Dear friends are renovating at present, which leaves me in the blissful position of caring for a lovely old rocking chair and a pile of books.
With so many tempting new books published every year, it’s easy to forget the delicious pleasure of re-reading an old favourite.
My fingers felt that old tingling when I found ‘The Guernsey Literary and Potato Peel Pie Society’ (Mary Ann Shaffer and Annie Barrows, 2008) in the pile.
Now, I have to admit a tiny addiction to the film version, to the point that the book version was a dim memory. What a pleasure to pick it up again one night and read until the wee hours. Characters bursting with genuine character, the allure of an island setting, the historical back-drop of WWII, and lashings of heart-warming romance and laugh-out-loud humour.
‘High Tide in Tucson’ (1995) was in the pile too. I’m a fan of Barbara Kingsolver – ‘Poisonwood Bible’ makes my all-time favourites list – but this was one I hadn’t read. Here’s an extract from the blurb of this beautifully-written and eclectic collection of musings on society (http://www.kingsolver.com/books/high-tide-in-tucson.html):
‘In these twenty-five newly conceived essays, she returns once again to her favored literary terrain to explore the themes of family, community, and the natural world. With the eyes of a scientist and the vision of a poet, Kingsolver writes about notions as diverse as modern motherhood, the history of private property, and the suspended citizenship of humans in the animal kingdom.
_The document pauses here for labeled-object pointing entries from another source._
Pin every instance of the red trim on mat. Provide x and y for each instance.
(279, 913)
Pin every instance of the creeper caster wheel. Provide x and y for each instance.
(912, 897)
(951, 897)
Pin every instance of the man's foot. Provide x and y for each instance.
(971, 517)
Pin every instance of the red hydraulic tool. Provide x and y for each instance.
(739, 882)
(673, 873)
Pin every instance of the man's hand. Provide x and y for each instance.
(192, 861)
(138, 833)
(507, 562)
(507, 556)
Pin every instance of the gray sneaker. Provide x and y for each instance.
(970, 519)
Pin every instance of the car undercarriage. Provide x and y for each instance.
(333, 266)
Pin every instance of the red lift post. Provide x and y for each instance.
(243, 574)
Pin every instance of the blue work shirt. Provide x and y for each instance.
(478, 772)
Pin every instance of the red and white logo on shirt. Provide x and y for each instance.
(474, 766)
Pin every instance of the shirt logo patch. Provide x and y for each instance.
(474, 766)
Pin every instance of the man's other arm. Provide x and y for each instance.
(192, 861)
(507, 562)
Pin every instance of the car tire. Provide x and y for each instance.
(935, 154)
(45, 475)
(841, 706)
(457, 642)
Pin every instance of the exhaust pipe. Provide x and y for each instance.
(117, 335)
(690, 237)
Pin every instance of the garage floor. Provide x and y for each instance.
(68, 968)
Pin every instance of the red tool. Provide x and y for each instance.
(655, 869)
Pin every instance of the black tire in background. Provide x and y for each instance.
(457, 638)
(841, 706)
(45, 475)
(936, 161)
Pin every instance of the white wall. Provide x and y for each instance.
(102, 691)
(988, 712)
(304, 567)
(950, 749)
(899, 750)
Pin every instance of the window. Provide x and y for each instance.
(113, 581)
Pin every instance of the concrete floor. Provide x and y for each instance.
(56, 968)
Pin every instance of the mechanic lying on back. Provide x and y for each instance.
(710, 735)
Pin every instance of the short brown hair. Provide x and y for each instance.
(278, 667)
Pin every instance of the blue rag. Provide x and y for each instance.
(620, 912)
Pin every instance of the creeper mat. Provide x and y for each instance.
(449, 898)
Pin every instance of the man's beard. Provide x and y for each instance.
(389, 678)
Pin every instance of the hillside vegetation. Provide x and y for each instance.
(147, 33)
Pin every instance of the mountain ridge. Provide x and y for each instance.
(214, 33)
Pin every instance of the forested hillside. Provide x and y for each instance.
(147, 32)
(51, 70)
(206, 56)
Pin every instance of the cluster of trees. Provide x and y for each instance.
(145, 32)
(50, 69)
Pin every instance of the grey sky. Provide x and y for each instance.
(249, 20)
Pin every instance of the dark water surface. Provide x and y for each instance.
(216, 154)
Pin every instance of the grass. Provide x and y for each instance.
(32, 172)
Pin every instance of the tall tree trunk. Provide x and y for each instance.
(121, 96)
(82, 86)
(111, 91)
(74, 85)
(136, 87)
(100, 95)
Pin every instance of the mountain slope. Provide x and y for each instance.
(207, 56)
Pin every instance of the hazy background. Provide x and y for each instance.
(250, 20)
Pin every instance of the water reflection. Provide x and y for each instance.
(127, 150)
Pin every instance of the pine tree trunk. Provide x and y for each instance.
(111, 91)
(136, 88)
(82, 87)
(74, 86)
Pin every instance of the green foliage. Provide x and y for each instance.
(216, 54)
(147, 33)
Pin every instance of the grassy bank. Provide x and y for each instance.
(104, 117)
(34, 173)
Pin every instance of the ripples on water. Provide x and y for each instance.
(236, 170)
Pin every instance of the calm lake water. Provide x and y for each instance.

Her canny pursuit of meaning from an inscrutable world compels us to find instructions for life in surprising places: a museum of atomic bomb relics, a West African voodoo love charm, an iconographic family of paper dolls, the ethics of a wild pig who persistently invades a garden, a battle of wills with a two-year-old, or a troop of oysters who observe high tide in the middle of Illinois.’
Writers will savour the ‘Not-So-Deadly Sin’ essay about letters from fans who suspect her stories are autobiographical. As she so amusingly points out, why would she risk using her family and friends as fodder for stories, when it is so much more fun making stuff up? Or as she puts it, with far greater eloquence: ‘Now I spend hours each day, year after year, sitting at my desk with a wicked smirk on my face, making up whopping, four-hundred-page lies. Oh, what a life.’ So true!
For anyone facing challenging times (and who isn’t?), the ‘High Tide in Tucson’ essay is a joy to read. Lessons in life from a displaced but determined hermit crab and a grinding stone abandoned in a desert cave – exquisite!